Although hundreds of media channels and tens of thousands of websites — including Facebook, Twitter and Instagram — have been blocked in Russia, YouTube is still running, as the Russian regime “needs it as well as a channel of their own propaganda,” explains Kurov.
Still, the general population mainly avoids European-based broadcasters: “Meanwhile, on top of the ‘foreign agent’ label, we now have in Russia ‘undesirable’ organizations,” points out Kurov, referring to a 2015 law that was tightened in August 2024. “Cooperating with an ‘undesirable’ organization is a crime. You can be imprisoned because of this, but nobody knows exactly what cooperation means,” he adds. 
“So sure, if you want, you can find any information,” explains the exiled filmmaker, but “for many people in Russia, it’s maybe more convenient to accept the information they get from state media. We even have this Russian saying: If you know less, you sleep better.”
Meanwhile, Russia knows the power of propaganda and uses it widely in countries where information circulates freely.

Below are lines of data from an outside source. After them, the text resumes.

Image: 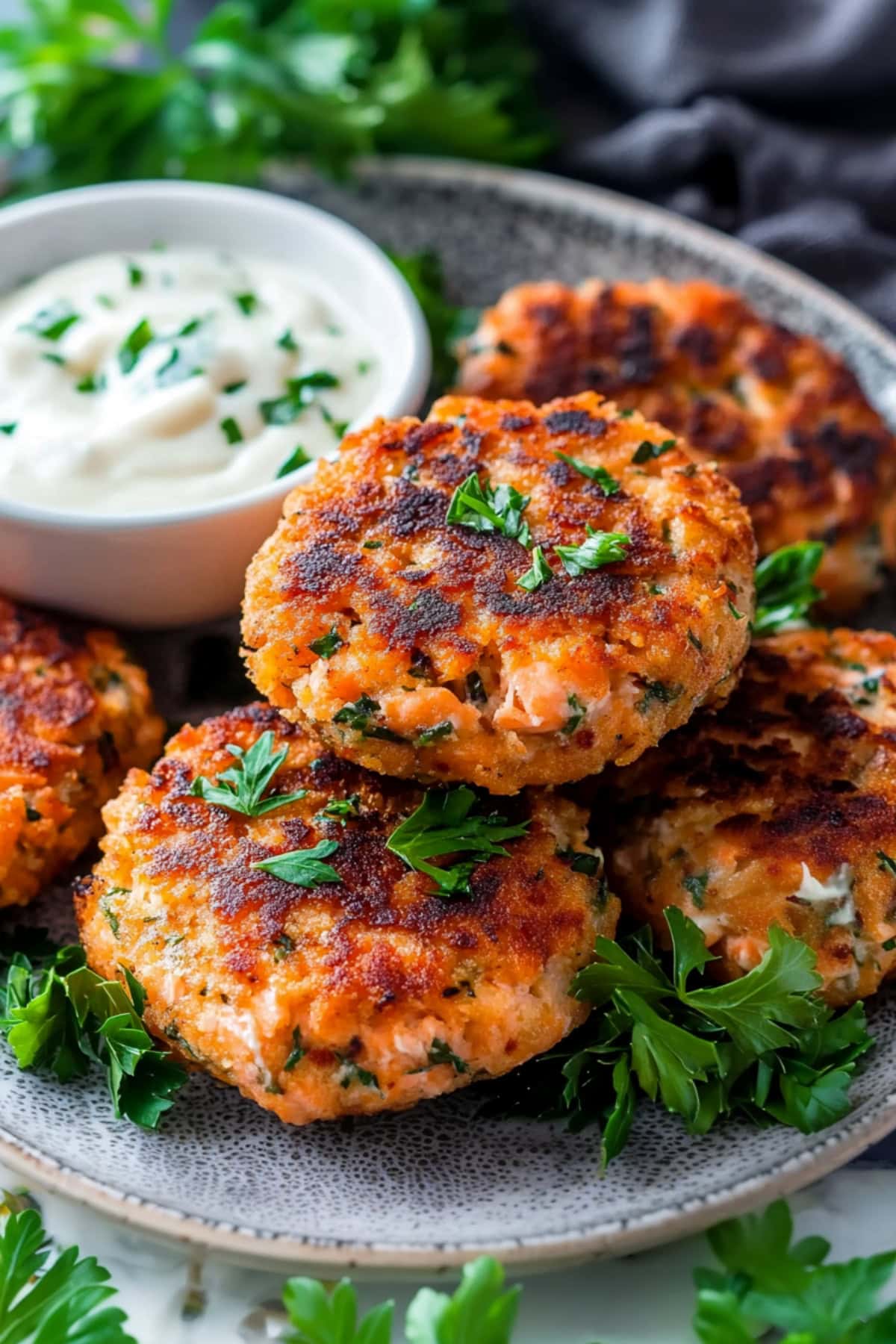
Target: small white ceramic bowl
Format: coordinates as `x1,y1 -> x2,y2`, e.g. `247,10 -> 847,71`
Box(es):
0,181 -> 432,628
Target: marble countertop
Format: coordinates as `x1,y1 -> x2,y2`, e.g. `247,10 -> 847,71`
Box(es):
12,1139 -> 896,1344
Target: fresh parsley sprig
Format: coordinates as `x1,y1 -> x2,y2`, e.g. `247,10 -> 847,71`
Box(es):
553,524 -> 632,578
252,840 -> 343,889
284,1255 -> 520,1344
752,541 -> 825,637
0,945 -> 187,1134
385,783 -> 531,897
693,1199 -> 896,1344
190,729 -> 308,817
445,472 -> 532,547
485,907 -> 873,1163
0,1195 -> 136,1344
0,0 -> 548,202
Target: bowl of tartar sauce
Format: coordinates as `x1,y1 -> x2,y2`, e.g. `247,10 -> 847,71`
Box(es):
0,181 -> 430,626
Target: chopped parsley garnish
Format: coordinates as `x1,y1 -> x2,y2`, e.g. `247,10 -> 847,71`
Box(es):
0,941 -> 187,1129
417,719 -> 454,747
876,850 -> 896,877
385,783 -> 529,897
308,625 -> 345,659
190,729 -> 308,817
553,452 -> 619,494
560,695 -> 587,736
20,299 -> 81,340
258,368 -> 338,425
486,906 -> 873,1166
274,444 -> 311,481
118,317 -> 155,373
445,472 -> 532,547
556,845 -> 600,877
420,1036 -> 470,1074
466,672 -> 488,704
234,290 -> 258,317
333,695 -> 380,732
553,524 -> 632,578
635,682 -> 684,714
220,415 -> 243,447
251,840 -> 343,889
284,1027 -> 305,1072
681,872 -> 709,910
752,541 -> 825,635
321,793 -> 361,823
516,546 -> 553,593
632,438 -> 677,465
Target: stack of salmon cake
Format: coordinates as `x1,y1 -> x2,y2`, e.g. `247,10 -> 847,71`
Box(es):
78,393 -> 755,1124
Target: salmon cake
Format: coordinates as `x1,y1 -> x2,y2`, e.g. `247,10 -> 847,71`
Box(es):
243,393 -> 755,793
598,630 -> 896,1004
0,598 -> 164,906
459,279 -> 896,613
75,704 -> 619,1125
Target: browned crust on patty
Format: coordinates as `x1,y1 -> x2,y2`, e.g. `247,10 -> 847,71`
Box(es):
459,279 -> 896,610
243,393 -> 755,793
77,704 -> 618,1124
0,598 -> 163,906
605,630 -> 896,1003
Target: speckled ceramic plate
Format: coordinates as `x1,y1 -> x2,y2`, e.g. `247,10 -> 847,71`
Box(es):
0,160 -> 896,1273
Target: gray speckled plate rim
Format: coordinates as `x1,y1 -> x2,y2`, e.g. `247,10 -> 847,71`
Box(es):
0,156 -> 896,1274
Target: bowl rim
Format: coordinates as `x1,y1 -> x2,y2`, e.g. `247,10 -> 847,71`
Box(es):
0,178 -> 432,532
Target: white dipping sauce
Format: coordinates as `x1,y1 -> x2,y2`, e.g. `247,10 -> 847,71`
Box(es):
0,249 -> 379,514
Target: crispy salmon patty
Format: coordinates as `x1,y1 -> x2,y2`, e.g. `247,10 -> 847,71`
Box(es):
243,393 -> 755,793
598,630 -> 896,1004
77,704 -> 618,1125
459,279 -> 896,612
0,598 -> 163,906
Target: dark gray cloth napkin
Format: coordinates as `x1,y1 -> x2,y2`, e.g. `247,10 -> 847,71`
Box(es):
520,0 -> 896,329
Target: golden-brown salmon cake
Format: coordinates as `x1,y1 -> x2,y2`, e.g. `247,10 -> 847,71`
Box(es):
0,598 -> 164,906
243,393 -> 755,793
77,704 -> 619,1125
597,630 -> 896,1004
459,279 -> 896,612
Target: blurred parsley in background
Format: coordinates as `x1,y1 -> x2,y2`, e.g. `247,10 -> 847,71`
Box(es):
0,0 -> 548,196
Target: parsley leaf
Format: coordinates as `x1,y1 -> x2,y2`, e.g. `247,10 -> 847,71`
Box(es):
752,541 -> 825,635
190,729 -> 308,817
0,946 -> 187,1129
516,546 -> 553,593
118,317 -> 155,373
252,840 -> 343,887
553,526 -> 632,578
445,472 -> 532,546
553,452 -> 619,494
0,1195 -> 134,1344
388,252 -> 478,398
20,299 -> 81,340
308,625 -> 345,659
258,368 -> 338,424
485,907 -> 873,1163
385,783 -> 529,897
693,1200 -> 896,1344
276,444 -> 311,481
632,438 -> 677,464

Germany in particular is being flooded with more disinformation than ever, experts have recently warned, leading to weakening support for Ukraine among the population.
“I know that Russian propaganda is very powerful,” says Askold Kurov, adding that he, however, didn’t expect pro-Russian narratives to be so readily adopted in Germany. He knew that Russia’s viewpoints would easily be endorsed by the population in former Soviet territories, “where people still have some buttons in their mindset that are easy to push. But I’m surprised that it also works for people in the West. It’s sad.”
Warning against this propaganda and hoping that documentaries can serve as an “antidote,” he hopes the West will continue to support Ukraine — and that they will win. Even though it’s difficult to remain optimistic after two and a half years of war, he maintains: “We have to keep hope and not accept any compromise evil offers us.”